Polls have closed in Afghanistan and the tallying has begun in the second round of a presidential vote to pick a successor to Hamid Karzai.
Defying Taliban threats, Afghan voters had formed long lines at polling stations in Kabul and were voting in some of the least secure parts of the country, according to correspondents for RFE/RL's Radio Free Afghanistan.
The runoff pits former Foreign Minister Abdullah Abdullah against ex-World Bank economist and former Finance Minister Ashraf Ghani in a vote that should mark the first democratic transfer of power in Afghanistan.
After casting his ballot in Kabul, first-round front-runner Abdullah sent a message to the people of Afghanistan: "Today is your day, today is our day, and today is Afghanistan's day.”
“A better future is waiting for them, a better prosperous life is waiting for them, a peaceful life is waiting for them," he added.
Karzai said: “The gathering of people at polling stations and the voting will lead the country toward better stability, better governance, and a better life.”
Ahmad Yousuf Nuristani, the head of the Afghan Independent Election Commission, sought to reassure voters and observers that the organizers would ensure that the electoral process delivered a legitimate winner.
According to officials, thousands of security forces were deployed in the streets of Kabul and around 400,000 across the country to ensure security on election day.
The Taliban intensified attacks ahead of the vote and warned people to “remain far away from the polling stations,” but no major attacks were reported in the initial stages of the voting.
Hours before polls closed, RFA Kabul bureau chief Abdul Hameed Mohmand said the voting process appeared to be "going well so far."
He added that large numbers of men and women looked to be taking part, including in the most insecure places, such as Logar Province.
There were reports of three explosions on the north side of the Afghan capital and one on the west side just before polls opened, but officials said there were no casualties.
Abdul Wahed Pathan, deputy governor for the eastern province of Khost, told dpa news agency that five children were killed and six other people wounded when a rocket hit a house in Alisher district.
Pathan said the election was generally going on “normally” in the province, but that some polling centers ran out of ballot sheets.
Also in the east, AFP news agency reported that a rocket hit a polling station, killing two voters.
Noor Muhammad Noor, a spokesman for Afghanistan's Independent Elections Commission, told Radio Free Afghanistan that the election process has been "successful."
After visiting polling stations, Thijs Berman, the chief observer of the EU Election assessment team in Afghanistan, said: "Based on what I saw, it's been a very calm election day with vigilant security."
"As in the first round, I saw very determined voters," Berman told Reuters news agency.
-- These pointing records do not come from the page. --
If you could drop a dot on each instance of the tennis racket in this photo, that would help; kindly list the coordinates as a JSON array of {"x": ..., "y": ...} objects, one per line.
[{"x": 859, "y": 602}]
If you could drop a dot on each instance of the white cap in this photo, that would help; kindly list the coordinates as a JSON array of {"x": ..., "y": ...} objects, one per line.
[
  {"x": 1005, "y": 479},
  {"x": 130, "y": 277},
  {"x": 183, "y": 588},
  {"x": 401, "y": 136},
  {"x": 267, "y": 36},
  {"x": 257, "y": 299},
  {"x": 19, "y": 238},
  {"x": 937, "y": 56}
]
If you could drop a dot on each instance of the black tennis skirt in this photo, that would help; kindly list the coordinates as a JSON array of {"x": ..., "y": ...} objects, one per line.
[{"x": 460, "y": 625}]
Abdullah is considered the favorite after leading in the first round of the election, conducted on April 5, with 45 percent of the vote versus Ghani's 31.6 percent.
The winner should be sworn in for a five-year term as Afghanistan's next president with the exit of Karzai, who was first named to head the country by a UN-backed deal after the Taliban were ousted in late 2001.
Final results are expected to be announced on July 22.